Eventually Consistent Read

  • If we read just after a write, it's possible we'll get unexpected response because of replication.
  • Used by DynamoDb by default but the following API provide a ConsistentRead parameter which you can set to True
    • GetItem
    • Query
    • Scan

Primary Keys

  • Option 1: Partition key only (HASH)

    • Partition key must be unique for each iterm.

    • Partition key must be diverse so that data is distributed.

    • Example: user_id for a users table.
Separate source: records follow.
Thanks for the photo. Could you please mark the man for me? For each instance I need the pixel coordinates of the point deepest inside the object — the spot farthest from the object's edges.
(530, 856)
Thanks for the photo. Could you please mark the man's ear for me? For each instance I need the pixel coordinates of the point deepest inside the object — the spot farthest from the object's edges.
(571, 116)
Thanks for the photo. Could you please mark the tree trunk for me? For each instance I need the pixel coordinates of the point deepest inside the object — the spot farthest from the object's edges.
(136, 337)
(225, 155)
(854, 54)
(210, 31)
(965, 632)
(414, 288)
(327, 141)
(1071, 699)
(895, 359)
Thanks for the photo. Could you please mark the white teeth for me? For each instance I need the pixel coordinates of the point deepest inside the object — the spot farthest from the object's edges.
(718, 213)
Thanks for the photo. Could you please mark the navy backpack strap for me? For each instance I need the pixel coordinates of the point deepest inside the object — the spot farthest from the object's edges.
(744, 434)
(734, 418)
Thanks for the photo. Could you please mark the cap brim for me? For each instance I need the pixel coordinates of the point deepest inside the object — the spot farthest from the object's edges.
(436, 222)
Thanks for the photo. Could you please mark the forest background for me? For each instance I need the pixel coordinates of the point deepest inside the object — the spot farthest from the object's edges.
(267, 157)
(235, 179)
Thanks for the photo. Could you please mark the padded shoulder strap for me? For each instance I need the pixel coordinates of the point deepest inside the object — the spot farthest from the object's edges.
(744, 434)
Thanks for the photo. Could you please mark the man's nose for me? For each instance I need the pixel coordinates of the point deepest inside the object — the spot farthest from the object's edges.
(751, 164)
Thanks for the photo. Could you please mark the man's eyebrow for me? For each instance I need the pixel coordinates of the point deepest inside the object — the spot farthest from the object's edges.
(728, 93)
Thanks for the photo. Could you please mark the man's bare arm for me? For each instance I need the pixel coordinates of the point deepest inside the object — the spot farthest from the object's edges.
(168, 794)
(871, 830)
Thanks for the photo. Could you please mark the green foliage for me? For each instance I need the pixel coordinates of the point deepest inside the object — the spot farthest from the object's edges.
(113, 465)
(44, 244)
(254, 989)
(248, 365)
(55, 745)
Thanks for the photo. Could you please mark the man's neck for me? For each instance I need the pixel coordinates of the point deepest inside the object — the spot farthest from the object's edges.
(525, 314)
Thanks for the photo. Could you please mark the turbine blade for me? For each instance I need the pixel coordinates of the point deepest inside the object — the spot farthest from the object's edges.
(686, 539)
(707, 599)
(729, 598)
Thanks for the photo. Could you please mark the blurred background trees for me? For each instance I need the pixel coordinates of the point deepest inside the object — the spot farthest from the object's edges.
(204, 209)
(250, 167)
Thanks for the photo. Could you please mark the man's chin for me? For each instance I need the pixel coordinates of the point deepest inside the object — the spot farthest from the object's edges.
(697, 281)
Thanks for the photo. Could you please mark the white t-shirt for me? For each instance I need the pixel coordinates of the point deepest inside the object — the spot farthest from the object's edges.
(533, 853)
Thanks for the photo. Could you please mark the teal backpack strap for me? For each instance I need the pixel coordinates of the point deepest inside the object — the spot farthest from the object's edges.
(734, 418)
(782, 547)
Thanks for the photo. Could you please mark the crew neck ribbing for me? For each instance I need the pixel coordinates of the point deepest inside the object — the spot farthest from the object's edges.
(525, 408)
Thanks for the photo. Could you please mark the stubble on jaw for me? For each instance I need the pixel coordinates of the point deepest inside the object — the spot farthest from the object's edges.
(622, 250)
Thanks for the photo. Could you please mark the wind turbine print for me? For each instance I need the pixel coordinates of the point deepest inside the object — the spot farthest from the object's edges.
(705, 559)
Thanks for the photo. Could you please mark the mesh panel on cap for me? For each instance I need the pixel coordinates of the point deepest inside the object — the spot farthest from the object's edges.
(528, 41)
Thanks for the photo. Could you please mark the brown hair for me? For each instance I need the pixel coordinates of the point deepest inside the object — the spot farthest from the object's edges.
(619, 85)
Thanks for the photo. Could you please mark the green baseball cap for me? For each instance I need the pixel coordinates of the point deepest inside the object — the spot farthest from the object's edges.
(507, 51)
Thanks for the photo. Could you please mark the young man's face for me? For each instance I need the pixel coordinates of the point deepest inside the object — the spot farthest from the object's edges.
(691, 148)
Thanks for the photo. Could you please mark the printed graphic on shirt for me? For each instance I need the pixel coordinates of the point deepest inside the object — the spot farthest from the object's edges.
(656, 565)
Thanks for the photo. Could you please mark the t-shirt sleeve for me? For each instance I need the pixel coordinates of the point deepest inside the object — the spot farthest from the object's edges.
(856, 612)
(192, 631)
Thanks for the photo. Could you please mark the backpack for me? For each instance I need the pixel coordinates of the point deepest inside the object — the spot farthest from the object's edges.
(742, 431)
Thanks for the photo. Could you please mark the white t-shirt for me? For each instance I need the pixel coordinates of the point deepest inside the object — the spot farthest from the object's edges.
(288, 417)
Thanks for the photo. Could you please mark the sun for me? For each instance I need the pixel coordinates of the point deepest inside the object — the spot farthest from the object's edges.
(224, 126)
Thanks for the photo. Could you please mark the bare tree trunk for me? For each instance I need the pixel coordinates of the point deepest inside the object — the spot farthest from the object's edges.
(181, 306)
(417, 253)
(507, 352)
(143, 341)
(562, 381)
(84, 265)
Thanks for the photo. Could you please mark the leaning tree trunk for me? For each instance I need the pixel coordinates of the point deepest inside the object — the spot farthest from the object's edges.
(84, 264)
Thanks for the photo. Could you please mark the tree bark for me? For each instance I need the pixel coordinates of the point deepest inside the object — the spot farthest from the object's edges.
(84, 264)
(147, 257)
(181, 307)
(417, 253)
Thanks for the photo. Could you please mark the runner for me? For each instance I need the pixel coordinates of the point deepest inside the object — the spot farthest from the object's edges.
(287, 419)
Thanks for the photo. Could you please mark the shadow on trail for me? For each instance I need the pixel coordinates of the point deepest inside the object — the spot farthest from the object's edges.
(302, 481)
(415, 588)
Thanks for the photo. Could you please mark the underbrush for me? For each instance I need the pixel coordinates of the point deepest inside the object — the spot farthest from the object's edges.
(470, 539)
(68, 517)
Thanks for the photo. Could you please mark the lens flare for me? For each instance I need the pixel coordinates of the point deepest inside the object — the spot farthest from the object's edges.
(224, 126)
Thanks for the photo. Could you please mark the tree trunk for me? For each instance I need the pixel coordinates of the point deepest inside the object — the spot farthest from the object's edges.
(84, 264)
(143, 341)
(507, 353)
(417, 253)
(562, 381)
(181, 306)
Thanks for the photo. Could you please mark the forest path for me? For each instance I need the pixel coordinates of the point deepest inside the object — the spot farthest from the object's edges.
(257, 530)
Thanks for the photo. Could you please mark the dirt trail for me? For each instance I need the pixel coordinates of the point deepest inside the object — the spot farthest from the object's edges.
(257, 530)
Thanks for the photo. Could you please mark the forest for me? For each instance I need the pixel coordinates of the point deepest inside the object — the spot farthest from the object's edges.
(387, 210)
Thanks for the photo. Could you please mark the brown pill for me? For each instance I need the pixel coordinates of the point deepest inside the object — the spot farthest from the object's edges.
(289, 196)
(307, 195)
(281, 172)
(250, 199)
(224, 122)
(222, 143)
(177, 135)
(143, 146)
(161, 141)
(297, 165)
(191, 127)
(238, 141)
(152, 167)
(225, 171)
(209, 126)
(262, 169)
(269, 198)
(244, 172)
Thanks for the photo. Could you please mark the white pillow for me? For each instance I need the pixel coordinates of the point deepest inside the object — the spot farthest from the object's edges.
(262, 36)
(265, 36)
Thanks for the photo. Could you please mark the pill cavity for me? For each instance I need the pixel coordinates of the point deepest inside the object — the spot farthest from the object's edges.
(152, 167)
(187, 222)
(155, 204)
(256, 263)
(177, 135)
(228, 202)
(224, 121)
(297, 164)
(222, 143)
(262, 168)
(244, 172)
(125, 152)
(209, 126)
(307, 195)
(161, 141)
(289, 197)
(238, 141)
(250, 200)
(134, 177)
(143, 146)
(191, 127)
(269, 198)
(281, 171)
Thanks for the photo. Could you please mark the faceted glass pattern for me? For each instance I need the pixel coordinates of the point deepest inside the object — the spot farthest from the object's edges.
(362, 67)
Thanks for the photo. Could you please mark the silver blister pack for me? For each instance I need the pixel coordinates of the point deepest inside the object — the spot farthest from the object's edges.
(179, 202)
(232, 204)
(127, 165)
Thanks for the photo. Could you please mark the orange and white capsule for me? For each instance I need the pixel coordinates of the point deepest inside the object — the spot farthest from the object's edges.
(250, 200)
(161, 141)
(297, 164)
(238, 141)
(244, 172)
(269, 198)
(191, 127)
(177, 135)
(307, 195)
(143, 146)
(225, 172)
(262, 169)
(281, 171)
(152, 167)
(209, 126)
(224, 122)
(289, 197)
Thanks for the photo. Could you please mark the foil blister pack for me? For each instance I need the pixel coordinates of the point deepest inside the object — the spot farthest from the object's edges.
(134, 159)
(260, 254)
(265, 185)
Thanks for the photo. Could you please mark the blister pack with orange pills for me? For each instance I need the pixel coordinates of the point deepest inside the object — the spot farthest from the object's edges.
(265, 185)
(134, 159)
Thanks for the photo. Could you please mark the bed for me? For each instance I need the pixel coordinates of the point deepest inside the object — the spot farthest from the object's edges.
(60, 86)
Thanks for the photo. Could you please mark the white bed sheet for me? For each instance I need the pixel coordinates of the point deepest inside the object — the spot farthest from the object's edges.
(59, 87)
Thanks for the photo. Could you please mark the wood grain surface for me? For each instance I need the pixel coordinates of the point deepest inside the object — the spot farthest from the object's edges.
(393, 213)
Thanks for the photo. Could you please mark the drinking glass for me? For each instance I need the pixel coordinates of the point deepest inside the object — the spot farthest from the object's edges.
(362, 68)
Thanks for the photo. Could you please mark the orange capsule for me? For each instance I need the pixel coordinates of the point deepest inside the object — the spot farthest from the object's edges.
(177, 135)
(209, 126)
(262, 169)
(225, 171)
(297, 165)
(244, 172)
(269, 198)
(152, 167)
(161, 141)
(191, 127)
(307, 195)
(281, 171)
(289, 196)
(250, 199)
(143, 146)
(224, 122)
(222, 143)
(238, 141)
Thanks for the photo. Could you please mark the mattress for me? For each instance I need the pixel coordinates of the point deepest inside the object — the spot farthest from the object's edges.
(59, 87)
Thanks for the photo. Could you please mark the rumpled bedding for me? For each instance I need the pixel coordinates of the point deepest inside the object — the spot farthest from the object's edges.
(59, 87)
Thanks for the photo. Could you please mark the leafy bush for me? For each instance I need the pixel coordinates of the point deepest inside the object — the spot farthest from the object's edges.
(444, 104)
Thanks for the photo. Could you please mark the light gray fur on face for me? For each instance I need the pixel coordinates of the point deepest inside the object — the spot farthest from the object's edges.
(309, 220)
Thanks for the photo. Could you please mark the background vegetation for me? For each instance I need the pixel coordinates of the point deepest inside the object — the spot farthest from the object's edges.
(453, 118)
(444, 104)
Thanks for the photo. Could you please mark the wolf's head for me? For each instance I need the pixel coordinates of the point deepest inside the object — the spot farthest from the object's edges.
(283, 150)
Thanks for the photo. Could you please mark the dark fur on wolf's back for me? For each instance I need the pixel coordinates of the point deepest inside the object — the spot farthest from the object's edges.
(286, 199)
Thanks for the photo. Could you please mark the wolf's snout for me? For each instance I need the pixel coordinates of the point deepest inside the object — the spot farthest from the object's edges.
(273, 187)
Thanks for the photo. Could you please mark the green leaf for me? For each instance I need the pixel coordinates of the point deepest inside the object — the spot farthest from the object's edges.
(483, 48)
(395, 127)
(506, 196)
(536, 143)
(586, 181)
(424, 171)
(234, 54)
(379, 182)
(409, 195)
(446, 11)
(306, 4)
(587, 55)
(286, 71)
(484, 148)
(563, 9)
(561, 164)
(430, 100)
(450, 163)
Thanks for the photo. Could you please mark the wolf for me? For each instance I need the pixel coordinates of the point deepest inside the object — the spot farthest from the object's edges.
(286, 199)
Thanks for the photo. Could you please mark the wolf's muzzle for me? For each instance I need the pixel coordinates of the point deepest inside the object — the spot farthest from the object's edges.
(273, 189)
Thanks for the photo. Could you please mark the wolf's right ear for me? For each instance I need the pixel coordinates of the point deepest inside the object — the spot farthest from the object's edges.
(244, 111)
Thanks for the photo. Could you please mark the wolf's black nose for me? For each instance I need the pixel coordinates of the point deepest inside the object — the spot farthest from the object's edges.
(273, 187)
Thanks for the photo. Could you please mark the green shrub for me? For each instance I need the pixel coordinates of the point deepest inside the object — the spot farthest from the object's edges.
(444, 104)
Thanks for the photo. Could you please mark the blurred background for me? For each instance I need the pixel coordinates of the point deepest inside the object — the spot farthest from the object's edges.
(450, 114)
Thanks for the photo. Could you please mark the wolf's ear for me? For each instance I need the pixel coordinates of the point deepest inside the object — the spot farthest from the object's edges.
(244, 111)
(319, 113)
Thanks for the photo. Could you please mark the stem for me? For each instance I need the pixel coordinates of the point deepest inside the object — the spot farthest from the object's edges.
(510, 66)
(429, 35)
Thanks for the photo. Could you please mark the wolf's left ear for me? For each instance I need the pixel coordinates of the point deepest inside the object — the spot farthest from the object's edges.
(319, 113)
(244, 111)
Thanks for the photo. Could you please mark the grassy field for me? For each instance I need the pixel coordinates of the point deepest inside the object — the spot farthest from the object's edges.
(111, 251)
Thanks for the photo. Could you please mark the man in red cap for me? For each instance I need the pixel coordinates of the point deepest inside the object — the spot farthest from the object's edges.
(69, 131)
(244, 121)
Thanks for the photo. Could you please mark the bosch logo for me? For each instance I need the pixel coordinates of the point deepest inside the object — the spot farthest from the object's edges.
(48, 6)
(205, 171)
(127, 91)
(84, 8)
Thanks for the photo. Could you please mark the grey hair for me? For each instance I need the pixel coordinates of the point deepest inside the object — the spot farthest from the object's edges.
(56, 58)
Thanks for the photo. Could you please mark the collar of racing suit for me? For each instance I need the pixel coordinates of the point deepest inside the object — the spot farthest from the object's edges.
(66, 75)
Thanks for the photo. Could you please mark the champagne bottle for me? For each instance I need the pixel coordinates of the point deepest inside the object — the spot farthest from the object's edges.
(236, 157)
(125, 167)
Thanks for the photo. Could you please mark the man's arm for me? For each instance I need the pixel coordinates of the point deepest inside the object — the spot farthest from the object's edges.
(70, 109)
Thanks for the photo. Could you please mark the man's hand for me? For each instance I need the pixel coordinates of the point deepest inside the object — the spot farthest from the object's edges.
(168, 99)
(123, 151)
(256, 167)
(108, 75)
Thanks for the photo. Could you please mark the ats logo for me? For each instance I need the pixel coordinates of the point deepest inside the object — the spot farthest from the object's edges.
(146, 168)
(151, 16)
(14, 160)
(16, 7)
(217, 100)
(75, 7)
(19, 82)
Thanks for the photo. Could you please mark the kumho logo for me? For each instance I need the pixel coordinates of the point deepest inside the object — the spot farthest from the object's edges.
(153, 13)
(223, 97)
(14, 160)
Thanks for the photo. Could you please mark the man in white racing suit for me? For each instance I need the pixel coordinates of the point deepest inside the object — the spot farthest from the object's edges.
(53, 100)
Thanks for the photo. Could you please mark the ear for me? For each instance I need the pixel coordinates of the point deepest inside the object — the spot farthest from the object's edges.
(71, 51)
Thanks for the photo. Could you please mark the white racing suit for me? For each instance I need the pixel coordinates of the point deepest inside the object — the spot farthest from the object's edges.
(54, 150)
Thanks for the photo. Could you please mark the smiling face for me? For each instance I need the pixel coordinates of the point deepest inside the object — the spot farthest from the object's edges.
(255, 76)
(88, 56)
  • Option 2: Partition key + Sort key

    • Combination must be unique.

    • Data is grouped by partition key.

    • Sort key = range key

    • Example: users-game table

      • user_id for partition key
      • game_id for sort key

New Features

  • Transactions

    • All or nothing type of operations.
    • We can coordinate insert, update and delete operations across multiple tables.
    • Include up to 10 unique items or up to 4MB of data per transaction.
  • On-demand

    • No capacity planning needed (WCU/RCU) - scales automatically.
    • It is 2.5x more expensive than provisioned capacity.
    • Helpful for spikes and unpredictable loads or if the application has a very low throughput.

Other Features

  • Security

    • We get VPC endpoints to access DynamoDB without internet.
    • IAM policies
    • Encryption at rest using AWS KMS.
    • Encryption at transit is handled by SSL/TLS.
  • Backup and restore

    • DynamoDB provides point in time restores (just like any RDS).
    • Backup does not have any performance impact on the tables.
  • Global tables

    • Multi region, fully replicated, high performance.
  • Replication

    • Dynamo provides active-active replication.
    • To replicate data, DynamoDB Streams should be enabled.
    • Useful for low latency, DR purposes.
  • Migration

    • DMS can be used to migrate data to DynamoDB (from Mongo, Oracle, MySQL, st3, etc.).